There was a dark time in our history when a certain group of people were terribly oppressed. In exchange for years of sweat, they were given only food and a tiny room to call their own. They did backbreaking work for no pay while the old white guys who ordered them around got rich off their labor.

 

The time is now. I am talking about college athletes.

 

College basketball and football generate $billions for universities. And yet, somehow, colleges get away with paying the players nothing. It’s a system of exploitation that is unique in the United States, and the terrific documentary “Schooled: The Price of College Sports” exposes it.

 

But wait, can’t players make money from advertising and licensing?

 

No, they’re not allowed to do that, either.

 

A basketball player can play EA Sports’s NCAA14 March Madness video game that features his name and his likeness. But he’ll have to play it on his roommate’s PS4 because the player himself can’t afford to buy the game. He didn’t get paid a dime.

 

If a Boston University English student writes a best-selling novel in her spare time and makes $100,000, she is the toast of the school. If the inside linebacker for BU gets paid $300 to film a commercial for Worcester Subaru, he has broken NCAA rules and will be suspended.

 

For some reason, there is systematic effort to ensure that college ballplayers remain dead broke.

 

But, wait, aren’t the players getting an education for free?

 

No, they aren’t.

 

Most kids who enroll in college don’t leave with a solid education. And the odds are even slimmer for those with athletic scholarships.

 

Athletes have hours of practice each day and hours in the gym when practice is over.

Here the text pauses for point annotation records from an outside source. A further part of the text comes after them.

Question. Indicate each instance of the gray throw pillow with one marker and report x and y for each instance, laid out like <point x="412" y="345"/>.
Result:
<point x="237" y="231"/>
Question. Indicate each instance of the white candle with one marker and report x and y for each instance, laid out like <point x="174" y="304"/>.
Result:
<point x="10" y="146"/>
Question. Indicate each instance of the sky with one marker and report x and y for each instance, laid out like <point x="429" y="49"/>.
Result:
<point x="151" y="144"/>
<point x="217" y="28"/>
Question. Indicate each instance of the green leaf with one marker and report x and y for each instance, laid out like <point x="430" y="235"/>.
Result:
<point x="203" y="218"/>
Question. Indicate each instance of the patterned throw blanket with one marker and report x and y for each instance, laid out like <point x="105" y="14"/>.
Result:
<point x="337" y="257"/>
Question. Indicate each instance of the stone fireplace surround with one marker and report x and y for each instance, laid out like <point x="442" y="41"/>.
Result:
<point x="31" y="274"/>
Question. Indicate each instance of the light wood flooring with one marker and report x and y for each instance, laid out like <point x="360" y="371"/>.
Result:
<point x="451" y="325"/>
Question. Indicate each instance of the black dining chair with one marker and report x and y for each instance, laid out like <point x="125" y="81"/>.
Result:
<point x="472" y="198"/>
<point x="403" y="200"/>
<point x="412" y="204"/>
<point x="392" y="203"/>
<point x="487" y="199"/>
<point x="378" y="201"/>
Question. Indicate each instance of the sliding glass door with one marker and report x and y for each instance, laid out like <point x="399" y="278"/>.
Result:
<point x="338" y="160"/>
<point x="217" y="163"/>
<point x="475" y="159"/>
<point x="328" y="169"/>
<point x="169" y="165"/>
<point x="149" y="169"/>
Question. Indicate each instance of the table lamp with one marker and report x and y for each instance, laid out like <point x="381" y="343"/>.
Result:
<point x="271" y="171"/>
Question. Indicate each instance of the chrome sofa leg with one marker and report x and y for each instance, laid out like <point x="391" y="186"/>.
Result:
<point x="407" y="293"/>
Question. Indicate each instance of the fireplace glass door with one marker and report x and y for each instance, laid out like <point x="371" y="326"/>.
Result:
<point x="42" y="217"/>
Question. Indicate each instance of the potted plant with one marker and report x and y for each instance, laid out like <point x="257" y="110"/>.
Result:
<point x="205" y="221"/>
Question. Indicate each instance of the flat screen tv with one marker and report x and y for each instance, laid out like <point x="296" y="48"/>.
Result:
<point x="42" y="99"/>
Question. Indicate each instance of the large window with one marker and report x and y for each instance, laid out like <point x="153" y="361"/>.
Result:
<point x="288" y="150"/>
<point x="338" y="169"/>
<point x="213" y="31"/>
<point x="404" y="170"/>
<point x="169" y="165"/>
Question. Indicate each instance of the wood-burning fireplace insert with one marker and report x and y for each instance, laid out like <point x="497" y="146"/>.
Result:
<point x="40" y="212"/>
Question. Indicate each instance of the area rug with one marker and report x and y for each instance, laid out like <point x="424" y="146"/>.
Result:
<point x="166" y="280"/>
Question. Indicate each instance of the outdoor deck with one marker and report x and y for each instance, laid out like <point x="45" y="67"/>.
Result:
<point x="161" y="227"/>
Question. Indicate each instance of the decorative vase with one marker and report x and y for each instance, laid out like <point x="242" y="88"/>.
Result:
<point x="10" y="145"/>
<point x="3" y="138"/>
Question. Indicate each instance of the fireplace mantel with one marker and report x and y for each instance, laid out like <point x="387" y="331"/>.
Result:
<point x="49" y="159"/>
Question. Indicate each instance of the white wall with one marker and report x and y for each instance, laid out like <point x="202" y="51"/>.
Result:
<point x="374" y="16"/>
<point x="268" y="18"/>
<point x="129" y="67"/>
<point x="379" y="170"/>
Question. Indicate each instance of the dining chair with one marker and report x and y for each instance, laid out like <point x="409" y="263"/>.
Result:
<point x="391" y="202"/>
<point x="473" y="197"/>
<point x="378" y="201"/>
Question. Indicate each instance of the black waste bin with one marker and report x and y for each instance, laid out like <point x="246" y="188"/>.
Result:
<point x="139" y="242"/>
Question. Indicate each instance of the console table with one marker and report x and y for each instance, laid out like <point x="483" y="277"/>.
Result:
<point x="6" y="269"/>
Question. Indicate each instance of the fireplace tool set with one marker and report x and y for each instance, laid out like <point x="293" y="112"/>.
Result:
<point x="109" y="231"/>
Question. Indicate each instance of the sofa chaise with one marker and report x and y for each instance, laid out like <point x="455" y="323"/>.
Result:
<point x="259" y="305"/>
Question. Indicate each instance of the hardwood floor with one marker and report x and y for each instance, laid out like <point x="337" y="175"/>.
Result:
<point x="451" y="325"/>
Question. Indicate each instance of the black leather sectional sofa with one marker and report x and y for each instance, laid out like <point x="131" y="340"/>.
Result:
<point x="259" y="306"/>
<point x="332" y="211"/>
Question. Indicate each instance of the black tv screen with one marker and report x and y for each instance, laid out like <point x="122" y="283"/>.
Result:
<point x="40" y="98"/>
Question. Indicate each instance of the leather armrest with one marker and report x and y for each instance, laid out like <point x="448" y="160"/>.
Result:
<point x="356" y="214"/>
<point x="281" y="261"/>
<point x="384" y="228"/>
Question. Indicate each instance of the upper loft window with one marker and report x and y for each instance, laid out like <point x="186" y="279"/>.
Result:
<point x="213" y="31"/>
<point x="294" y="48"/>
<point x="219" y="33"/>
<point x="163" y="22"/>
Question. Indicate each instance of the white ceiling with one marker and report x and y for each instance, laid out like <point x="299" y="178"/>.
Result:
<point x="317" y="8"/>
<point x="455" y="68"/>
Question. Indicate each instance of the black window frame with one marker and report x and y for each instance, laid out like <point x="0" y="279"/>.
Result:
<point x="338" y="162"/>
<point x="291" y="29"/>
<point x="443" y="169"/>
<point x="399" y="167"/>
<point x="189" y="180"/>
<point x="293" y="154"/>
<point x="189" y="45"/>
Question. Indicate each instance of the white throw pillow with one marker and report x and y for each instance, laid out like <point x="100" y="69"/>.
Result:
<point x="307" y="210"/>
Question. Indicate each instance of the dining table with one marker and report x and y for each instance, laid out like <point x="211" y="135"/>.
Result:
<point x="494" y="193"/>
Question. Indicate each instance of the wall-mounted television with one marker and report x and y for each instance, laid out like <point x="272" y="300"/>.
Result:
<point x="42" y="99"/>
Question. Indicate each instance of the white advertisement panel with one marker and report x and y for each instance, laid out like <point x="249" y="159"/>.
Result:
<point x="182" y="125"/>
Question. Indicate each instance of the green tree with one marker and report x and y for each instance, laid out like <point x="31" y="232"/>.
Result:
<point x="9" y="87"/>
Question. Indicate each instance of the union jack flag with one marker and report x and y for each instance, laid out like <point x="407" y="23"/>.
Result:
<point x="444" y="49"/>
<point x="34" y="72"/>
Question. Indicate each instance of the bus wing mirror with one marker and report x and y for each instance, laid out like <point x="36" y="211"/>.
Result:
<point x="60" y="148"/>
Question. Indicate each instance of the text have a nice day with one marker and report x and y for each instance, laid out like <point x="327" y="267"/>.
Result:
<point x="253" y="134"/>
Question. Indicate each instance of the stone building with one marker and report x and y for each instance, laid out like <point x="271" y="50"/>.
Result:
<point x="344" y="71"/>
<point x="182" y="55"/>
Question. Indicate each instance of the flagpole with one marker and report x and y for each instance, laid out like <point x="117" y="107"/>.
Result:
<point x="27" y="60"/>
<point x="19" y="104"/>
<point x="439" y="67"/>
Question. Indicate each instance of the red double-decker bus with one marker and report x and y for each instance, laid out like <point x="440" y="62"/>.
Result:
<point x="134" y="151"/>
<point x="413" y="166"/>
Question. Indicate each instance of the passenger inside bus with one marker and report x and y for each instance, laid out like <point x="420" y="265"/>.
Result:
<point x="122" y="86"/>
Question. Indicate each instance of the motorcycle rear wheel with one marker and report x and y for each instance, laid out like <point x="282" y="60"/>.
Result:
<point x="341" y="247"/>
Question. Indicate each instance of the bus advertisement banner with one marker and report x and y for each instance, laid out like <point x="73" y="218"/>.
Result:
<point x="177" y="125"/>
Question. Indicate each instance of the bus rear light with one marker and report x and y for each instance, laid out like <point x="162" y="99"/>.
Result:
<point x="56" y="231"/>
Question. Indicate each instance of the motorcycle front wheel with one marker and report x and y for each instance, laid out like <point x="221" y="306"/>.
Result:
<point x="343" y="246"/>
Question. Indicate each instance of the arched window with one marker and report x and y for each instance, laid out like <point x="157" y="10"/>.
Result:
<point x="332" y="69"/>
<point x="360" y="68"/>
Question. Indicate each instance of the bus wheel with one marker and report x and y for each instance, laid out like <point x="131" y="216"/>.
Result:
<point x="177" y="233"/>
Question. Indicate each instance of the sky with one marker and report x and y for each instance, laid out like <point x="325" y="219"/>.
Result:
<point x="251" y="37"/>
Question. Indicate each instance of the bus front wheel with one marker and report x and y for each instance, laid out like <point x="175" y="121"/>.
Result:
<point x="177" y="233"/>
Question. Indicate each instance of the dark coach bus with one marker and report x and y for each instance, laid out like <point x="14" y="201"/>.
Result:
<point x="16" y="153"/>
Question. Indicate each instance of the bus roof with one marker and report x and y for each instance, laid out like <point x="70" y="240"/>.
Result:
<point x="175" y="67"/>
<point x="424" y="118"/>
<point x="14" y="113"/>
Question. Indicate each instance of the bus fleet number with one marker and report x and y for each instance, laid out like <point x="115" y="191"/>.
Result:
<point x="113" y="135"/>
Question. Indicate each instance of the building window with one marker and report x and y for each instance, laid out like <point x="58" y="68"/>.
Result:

They spend several weeks traveling for away games and can’t attend class.

 

If the school cared whether the athletes were getting an education, they’d hire professors to tutor the students on road trips.

 

When college athletes do have time to study, they’d be wise to study play books, not academics. If a player doesn’t perform on the field, the school has the right take back the scholarship – even if he is getting straight As in the classroom.

 

Meanwhile, a great athlete need not worry about losing his scholarship due to bad academic performance. The school simply will not let that happen.

 

I learned that first hand when I was a history teacher’s assistant at the University of Delaware. A young man – who never went to class – earned an F on a test. When the professor saw the “F,” he calmly informed me that the guy is on the football team and must never get a D or below. Period.

 

“Schooled” is a convincing documentary. It convinced me that the NCAA and every major university in the United States have banded together to form a cartel; a cartel that exists to make boatloads of money while ensuring that their employees are broke, ignorant and powerless.

 

For the record, I’m not pointing the figure at anyone. I am just as much to blame for this system of exploitation as anyone else. I happily watched March Madness last weekend. And I gave that football player a C-.